In the wake of the vicious acts of murder and hate that transpired in Charleston, South Carolina this week, many of us have found ourselves overwhelmed (reasonably so,) outraged, but inevitably contemplating the focus and effectiveness of this new phase in the civil rights movement. Even with albums like Black Messiah and Kendrick Lamar's To Pimp A Butterfly, so filled with anger and confusion and lashing out against a system that refuses to acknowledge the safety of black lives as paramount to the safety and equality of all, there is this twisted deja vu that we are faced with each and every week as yet another black man, woman or child is slain, while we remain seemingly helpless to dispel the air of racism that fuels these fires. But if anything can be gathered from this meeting of minds, it's that there is no power in protest without a focused and determined center comprising musicians and political activists alike and D's looking to be front and center for the first time ever. Watch as D'Angelo and Black Panthers founder Bobby Seale tour the old Oakland stomping grounds in which the party was established and read a few choice excerpts from the piece below. Hit the link for the full script.

>>>Read The Full Interview (via The New York Times)

D on the cultural shift away from awareness: 

"Coming up, the music of my era was very conscious. I grew up on Public Enemy, and it was popular culture to be aware. People were wearing Malcolm X T-shirts and Malcolm X hats. It was a very cool thing to know who Malcolm X was. It was all in the lyrics. It was trendy to be conscious and aware. Now the trend ... it’s just [expletive]. But to tell you the truth, there are a lot of people who feel the same way that I feel and that are making great music, conscious music. But for some reason or another it seems like the gatekeepers are not allowing that stuff to filter through to the mainstream. Kendrick Lamar, he’s an example of someone who is young and actually trying to say something. Who else? You got Young Jeezy and Young Thug. You know what I’m saying? It’s stupid. It’s ridiculous."

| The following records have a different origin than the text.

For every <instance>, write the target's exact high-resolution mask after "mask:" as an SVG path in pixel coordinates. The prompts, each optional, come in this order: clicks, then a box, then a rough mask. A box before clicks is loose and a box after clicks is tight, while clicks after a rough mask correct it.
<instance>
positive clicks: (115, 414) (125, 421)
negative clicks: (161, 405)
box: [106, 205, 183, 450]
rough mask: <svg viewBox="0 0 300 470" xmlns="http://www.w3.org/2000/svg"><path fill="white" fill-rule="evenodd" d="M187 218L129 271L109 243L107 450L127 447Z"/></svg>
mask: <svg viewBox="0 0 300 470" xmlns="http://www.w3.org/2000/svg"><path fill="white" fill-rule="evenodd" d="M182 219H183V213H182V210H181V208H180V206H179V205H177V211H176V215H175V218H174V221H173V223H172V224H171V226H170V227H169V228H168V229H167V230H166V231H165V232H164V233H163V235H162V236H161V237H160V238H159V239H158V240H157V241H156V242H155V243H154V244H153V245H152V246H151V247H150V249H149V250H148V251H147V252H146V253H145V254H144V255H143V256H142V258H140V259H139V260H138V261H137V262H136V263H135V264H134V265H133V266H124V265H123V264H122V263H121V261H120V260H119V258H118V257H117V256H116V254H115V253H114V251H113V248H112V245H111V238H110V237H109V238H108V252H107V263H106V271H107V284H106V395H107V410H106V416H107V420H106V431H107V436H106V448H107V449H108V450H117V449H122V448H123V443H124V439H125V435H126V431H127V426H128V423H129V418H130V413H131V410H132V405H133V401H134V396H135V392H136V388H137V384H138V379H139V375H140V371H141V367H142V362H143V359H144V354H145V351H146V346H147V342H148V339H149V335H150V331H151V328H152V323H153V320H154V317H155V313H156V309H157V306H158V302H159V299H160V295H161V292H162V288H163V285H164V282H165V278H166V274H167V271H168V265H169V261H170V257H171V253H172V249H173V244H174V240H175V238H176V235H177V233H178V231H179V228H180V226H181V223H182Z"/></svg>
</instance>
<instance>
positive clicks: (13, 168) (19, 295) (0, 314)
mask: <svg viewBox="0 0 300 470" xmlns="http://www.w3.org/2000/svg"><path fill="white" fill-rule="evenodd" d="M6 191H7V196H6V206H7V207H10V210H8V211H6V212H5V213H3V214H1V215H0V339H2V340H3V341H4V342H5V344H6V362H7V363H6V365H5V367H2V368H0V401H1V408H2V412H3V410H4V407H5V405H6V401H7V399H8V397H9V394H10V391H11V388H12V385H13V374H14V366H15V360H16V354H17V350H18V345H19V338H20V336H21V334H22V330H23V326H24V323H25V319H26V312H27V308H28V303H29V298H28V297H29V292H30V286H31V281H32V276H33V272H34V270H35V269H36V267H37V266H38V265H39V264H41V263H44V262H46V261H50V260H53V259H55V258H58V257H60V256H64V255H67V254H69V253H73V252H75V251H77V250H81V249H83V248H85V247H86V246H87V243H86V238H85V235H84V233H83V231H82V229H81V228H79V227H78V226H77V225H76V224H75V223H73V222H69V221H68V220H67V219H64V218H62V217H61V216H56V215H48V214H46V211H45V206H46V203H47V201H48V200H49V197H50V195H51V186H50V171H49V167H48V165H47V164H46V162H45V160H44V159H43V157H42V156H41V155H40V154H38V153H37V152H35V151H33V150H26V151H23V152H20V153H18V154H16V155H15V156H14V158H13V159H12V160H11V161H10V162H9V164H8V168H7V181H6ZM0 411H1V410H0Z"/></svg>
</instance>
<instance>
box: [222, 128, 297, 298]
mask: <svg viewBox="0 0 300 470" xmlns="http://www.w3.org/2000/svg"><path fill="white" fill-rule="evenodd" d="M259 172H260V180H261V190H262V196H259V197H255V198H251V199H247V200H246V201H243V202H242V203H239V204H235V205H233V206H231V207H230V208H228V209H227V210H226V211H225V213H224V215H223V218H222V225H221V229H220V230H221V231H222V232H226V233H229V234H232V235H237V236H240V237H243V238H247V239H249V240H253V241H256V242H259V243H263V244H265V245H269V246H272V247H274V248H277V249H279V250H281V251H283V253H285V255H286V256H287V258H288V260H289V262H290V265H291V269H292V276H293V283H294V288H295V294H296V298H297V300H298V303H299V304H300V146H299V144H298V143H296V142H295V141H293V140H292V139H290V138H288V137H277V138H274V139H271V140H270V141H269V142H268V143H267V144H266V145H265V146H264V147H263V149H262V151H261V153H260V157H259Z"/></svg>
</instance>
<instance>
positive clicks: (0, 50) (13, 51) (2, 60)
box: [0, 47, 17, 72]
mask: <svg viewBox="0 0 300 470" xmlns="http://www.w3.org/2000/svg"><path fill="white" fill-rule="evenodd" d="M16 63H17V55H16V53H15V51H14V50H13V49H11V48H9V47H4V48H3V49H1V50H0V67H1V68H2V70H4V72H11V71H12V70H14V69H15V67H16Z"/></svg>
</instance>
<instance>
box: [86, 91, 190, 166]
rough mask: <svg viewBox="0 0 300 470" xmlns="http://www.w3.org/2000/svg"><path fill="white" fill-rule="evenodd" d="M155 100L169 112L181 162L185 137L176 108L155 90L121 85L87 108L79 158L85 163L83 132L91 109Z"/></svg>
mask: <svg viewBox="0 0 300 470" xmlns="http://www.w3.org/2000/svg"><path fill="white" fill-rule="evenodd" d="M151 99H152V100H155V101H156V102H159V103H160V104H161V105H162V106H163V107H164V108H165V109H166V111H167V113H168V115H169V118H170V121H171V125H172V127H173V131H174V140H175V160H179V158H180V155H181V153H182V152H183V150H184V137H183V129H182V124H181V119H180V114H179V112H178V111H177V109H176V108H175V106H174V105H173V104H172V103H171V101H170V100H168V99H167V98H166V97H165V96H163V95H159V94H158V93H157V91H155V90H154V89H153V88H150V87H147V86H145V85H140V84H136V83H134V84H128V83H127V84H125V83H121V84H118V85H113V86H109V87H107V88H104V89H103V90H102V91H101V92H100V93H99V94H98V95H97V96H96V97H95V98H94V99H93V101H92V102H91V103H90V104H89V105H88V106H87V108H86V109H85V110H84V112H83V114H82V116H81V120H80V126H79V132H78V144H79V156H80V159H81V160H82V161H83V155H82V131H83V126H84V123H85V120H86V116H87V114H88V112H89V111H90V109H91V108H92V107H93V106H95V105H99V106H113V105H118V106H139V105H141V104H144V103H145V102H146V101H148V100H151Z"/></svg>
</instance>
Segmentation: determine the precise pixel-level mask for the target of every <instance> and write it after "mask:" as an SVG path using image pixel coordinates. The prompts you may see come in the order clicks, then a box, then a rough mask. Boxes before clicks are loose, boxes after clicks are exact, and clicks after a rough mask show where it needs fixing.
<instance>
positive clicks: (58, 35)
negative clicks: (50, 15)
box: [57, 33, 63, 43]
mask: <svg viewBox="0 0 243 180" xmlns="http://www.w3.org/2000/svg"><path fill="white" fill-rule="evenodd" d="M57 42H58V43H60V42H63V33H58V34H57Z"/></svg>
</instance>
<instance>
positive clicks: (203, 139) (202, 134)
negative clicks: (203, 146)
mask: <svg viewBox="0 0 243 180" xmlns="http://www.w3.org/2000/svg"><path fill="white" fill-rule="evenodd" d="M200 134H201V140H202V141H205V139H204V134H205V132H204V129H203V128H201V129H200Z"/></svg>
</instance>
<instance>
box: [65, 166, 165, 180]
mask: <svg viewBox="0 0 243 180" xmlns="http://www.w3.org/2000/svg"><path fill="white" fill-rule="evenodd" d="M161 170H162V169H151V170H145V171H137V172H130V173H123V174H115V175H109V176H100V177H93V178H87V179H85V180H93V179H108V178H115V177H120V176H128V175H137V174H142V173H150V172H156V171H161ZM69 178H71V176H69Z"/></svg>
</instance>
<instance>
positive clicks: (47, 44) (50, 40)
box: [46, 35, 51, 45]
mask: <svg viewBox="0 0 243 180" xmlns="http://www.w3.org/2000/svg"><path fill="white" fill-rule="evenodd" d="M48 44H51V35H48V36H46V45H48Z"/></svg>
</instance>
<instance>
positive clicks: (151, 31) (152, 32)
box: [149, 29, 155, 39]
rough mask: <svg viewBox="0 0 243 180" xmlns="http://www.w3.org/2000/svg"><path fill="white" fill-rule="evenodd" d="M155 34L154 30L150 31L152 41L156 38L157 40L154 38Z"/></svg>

Seale on the importance of political players enacting change from the top down: 

"On the Black Lives Matter [front], I’m pushing for the youth in these groups to get more political and more electoral; you’ve got to take over some of these seats. And you’ve got to get more Mosbys elected to some of these political offices. And you got to put some measures on the ballot. I didn’t start the Black Panther Party until 1966. This was the year that Stokely Carmichael came out with black power. They understood that we need political seats. You could change the whole spectrum. You could change the city laws. This is what you do."

D'Angelo on the importance of musicians speaking truth to power: 

"Now more than ever is the need to sing about it and to write songs about it. And no one’s doing it. There’s only a chosen couple of people. I think it just takes one little snowflake to start a snowball to go down the hill. My contribution and say, Kendrick Lamar’s and some chosen others’ start the snowball. That’s all I can hope for. I don’t know if I’m comfortable being quote-unquote a leader. But I do realize and understand that my role as a musician, and in the medium that I am, that people are listening to me. Kids are listening to me. We have power to influence minds and influence lives. So I respect that power. I really do. I’m not putting myself on a pedestal or anything like that. I think that’s dangerous. When you start playing with that, and you’re not careful, you can get yourself into trouble."